Uyumuşsam üstüm örtülsün isterim. Uyanınca başucumda bir bardak su bulmak mutlu eder beni. Kitabımın arasına bir not iliştirilmişse, kalbim hızla çarpar okurken. Yüzüme karşı övülmeyi sevmem, ama sevgilim beni anlatıyosa başkasına övünerek, o zaman pek sevinirim. Düşünülmüş, çok planlanmış anlar itici gelir bana, onun yerine, hesaplanmamış zamanlarda, beklenmedik alaka çok daha makbuldür. Sevdiğim bir tatlı mesela, içimdeki kırıkları yapıştırıverir. Olmadık zamanlarda, yeniden aşka düşerim. İşte aslında, bu denli kolay "yeniden" severim.

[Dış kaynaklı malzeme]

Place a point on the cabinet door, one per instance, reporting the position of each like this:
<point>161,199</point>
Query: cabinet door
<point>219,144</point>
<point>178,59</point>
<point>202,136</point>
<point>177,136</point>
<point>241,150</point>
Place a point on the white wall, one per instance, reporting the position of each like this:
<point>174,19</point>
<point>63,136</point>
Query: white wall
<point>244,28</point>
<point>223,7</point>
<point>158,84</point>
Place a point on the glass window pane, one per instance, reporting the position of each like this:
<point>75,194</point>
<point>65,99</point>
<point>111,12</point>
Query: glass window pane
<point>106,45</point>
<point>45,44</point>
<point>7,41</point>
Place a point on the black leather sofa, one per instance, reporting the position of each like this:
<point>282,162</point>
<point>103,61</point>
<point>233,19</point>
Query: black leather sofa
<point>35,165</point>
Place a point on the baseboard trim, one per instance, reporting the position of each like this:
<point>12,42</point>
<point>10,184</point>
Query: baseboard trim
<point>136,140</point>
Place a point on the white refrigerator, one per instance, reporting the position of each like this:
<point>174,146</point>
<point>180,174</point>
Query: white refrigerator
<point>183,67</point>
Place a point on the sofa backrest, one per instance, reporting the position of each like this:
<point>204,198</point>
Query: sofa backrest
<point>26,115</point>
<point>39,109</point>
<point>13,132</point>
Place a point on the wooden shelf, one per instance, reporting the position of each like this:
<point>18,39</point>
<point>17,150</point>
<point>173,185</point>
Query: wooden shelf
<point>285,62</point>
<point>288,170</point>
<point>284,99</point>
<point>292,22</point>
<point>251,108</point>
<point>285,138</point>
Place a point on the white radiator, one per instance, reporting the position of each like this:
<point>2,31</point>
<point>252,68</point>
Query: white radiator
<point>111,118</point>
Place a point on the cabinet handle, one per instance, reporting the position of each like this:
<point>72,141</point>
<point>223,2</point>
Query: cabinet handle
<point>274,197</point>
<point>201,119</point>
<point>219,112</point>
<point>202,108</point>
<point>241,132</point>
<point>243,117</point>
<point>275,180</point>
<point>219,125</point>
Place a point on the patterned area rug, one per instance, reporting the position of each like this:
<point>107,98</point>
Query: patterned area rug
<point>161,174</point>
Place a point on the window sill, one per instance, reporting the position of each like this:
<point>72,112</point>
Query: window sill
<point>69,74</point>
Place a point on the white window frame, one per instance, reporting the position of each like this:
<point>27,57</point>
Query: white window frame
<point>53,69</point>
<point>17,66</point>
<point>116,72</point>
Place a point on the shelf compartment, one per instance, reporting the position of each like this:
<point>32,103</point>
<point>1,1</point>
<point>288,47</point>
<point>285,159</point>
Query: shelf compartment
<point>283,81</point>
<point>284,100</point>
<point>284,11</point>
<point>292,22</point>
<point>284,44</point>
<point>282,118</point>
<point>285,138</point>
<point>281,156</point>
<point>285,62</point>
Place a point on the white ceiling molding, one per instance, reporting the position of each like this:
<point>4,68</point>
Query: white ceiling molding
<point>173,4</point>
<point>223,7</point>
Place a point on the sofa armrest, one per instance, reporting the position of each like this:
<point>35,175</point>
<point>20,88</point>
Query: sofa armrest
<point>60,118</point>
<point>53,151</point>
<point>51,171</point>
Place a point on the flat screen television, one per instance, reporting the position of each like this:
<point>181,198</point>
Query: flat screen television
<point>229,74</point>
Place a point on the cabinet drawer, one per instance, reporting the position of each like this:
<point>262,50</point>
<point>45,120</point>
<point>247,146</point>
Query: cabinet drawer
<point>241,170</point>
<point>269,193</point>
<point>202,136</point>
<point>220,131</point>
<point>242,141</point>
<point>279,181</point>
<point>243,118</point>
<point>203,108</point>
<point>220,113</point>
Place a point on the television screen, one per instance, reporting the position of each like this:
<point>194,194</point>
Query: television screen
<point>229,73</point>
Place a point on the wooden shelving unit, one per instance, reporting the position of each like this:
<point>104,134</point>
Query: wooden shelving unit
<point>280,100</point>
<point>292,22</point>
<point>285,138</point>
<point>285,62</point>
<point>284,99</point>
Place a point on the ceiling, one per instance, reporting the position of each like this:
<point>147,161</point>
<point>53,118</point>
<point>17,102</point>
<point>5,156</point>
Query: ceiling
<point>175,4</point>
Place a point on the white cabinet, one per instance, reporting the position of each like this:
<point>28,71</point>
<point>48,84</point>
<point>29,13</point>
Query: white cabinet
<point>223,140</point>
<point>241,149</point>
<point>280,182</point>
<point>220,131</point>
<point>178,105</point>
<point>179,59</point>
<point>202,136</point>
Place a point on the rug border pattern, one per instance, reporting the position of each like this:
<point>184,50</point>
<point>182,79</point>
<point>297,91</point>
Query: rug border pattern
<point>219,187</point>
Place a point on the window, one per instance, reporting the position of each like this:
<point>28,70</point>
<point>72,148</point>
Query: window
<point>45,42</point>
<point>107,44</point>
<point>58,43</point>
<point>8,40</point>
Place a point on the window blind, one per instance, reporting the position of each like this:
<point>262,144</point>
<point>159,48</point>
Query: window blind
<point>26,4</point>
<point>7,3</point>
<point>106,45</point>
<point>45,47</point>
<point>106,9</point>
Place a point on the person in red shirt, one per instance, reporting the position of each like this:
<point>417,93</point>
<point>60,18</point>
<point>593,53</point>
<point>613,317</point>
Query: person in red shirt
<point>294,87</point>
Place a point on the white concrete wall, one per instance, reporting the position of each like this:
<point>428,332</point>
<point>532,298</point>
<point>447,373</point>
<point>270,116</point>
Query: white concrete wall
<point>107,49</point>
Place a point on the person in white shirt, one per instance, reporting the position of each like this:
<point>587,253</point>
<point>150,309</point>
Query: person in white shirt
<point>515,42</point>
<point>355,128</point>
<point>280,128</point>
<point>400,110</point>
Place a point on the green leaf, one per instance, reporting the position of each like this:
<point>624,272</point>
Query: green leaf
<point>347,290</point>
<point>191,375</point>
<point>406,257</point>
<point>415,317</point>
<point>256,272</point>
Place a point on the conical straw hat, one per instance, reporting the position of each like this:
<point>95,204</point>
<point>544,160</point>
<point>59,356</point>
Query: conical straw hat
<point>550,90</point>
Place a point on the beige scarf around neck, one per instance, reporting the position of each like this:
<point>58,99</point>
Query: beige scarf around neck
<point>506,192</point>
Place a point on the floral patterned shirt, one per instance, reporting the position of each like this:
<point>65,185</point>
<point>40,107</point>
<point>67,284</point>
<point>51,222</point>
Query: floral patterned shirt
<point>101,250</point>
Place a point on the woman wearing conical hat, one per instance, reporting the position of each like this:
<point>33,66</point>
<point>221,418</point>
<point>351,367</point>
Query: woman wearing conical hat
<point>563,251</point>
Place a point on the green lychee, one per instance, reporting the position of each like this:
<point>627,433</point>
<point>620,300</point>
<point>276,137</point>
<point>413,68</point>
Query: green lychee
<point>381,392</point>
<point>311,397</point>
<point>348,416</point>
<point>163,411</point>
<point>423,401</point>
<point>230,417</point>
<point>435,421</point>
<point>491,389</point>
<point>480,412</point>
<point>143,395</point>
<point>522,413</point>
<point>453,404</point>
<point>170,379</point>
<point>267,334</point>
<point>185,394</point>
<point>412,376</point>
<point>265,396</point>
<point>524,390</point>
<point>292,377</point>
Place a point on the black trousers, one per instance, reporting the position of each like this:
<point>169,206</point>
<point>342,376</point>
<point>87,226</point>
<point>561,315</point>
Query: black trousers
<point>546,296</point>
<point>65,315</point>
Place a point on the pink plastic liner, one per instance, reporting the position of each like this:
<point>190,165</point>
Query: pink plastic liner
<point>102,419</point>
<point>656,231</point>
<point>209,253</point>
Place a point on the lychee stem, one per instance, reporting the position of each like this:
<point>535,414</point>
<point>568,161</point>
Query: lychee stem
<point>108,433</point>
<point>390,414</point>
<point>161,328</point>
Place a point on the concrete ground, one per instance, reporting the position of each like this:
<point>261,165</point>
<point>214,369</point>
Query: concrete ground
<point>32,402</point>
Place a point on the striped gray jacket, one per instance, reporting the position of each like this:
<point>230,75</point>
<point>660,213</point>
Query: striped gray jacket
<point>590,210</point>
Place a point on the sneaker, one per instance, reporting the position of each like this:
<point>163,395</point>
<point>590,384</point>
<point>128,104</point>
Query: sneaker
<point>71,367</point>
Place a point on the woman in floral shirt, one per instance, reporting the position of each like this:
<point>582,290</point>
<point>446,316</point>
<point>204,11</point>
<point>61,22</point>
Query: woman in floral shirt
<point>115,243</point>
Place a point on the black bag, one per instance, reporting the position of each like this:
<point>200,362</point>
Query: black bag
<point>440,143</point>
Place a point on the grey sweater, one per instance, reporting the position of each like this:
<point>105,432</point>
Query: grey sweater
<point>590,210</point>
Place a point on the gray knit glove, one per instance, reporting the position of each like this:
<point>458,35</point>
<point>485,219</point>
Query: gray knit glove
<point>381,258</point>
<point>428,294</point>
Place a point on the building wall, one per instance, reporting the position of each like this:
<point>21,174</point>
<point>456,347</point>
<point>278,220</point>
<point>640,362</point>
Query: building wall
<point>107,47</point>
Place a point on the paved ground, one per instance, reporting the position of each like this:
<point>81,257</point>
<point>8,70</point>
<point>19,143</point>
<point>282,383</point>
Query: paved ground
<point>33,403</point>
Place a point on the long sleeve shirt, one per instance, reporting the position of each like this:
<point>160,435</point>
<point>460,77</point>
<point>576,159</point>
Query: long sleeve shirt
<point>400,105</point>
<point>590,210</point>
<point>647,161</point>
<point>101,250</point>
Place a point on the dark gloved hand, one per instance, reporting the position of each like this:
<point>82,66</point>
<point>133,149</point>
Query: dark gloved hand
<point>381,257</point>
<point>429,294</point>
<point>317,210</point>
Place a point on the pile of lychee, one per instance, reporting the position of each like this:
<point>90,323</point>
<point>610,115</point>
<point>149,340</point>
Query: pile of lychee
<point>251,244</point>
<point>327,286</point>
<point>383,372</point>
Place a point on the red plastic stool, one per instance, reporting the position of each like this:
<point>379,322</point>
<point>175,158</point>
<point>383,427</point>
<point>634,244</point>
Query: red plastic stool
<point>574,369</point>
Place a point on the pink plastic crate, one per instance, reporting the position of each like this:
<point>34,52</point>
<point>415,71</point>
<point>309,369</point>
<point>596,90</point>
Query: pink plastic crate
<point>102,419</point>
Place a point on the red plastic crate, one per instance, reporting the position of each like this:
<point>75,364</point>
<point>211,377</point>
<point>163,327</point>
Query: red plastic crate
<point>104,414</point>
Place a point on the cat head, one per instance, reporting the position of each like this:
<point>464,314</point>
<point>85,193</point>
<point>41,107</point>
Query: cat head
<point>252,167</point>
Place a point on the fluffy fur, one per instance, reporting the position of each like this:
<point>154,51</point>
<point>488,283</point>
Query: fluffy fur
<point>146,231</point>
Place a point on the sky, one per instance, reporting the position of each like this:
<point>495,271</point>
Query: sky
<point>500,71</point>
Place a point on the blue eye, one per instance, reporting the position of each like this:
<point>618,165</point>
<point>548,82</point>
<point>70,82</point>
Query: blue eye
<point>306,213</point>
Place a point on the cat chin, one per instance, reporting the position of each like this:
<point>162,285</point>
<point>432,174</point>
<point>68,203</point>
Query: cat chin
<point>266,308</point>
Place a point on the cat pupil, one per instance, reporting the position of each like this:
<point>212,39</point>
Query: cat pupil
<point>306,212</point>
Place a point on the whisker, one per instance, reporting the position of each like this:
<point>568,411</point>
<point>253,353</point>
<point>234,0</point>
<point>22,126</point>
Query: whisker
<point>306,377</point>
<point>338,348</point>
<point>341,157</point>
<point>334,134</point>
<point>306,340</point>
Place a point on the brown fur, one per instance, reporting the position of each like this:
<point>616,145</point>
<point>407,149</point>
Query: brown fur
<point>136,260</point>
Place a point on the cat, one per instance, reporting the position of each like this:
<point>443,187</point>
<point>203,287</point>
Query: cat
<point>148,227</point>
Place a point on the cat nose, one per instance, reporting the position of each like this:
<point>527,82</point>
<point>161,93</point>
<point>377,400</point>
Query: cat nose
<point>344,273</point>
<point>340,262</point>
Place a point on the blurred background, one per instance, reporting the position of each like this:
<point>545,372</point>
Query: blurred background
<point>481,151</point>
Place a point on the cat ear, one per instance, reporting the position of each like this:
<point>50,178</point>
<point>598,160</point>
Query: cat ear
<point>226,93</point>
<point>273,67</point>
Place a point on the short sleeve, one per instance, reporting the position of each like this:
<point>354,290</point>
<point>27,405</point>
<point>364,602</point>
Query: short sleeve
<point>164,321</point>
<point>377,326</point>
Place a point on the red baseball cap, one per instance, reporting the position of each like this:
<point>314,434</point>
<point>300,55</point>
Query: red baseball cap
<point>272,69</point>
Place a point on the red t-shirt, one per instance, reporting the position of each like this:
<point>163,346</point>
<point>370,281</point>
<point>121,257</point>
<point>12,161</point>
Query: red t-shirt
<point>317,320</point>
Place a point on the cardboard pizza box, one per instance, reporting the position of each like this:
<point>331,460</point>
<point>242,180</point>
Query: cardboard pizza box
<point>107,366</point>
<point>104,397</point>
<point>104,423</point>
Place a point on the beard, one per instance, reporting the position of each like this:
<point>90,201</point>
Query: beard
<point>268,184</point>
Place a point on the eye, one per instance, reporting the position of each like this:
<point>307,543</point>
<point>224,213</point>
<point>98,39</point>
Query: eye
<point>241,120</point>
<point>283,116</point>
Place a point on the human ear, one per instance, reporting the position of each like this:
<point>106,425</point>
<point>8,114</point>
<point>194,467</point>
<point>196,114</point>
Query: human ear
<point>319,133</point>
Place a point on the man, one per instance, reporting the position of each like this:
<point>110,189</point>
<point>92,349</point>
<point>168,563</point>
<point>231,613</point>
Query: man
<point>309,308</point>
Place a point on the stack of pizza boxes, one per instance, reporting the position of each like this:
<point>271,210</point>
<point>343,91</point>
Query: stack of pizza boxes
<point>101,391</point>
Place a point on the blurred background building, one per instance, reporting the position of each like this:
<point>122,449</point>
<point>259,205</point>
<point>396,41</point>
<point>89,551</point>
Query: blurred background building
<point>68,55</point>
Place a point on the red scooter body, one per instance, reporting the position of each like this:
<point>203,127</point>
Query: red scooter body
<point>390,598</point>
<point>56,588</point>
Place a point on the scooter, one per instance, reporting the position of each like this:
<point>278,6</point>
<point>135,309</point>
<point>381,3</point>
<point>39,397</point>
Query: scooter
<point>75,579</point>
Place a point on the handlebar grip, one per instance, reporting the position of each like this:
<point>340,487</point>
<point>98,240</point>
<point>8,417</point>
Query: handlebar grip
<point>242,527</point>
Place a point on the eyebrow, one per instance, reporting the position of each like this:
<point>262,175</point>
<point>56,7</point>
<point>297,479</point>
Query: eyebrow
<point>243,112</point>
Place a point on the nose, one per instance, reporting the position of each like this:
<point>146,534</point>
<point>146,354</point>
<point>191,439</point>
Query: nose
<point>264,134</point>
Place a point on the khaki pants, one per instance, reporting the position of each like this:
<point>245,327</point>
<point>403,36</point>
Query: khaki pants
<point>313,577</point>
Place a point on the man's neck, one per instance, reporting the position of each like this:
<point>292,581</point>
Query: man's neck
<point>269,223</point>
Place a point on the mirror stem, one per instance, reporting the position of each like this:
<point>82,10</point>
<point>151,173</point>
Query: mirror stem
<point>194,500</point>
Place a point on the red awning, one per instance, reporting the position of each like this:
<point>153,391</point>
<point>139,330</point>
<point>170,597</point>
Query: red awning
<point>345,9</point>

Evet, kaybetme korkusu tetikler güzel anların altındaki ateşi.
Evet, her gün olsa tüm istediklerimiz, belki de o zaman gelir "istediğini elde etme trajedimiz".
Ama zaman zaman da yapraklarına kan gitmeli aşk çiçeğinin. Toprağı ıslak değil ama mutlaka nemli kalmalı. Güven perçinlenmeli köklerinde. Güven, geçmişe ve geleceğe dair... Emek vermek, değer görmekle ödüllendilirmeli. Emek, görev icabı değil, can atarak verilmeli...

Öğrenilmiş kalıpların dışında, içgüdülerle bulunmalı kalbe giden yollar. Ancak bulmak yetmemeli, o yollarda bıkmadan ve akıl koyarak yolculuk edilmeli.

Diyelim ki bir tünel var iki kalp arasında, dosdoğru birbirine bağlayan iki yüreği...
O zaman o tünelden illa ki muhabbet geçmeli...
Muhabbet dediğin dostla yapılan sohbet ise, sevgili en başta insana dostluk etmeli.
Öyle bir dostluk ki, tadı damakta kalan...
Her gün, biraz daha fazlasını aratan.
Her gün, aşkı yeni baştan yaratan...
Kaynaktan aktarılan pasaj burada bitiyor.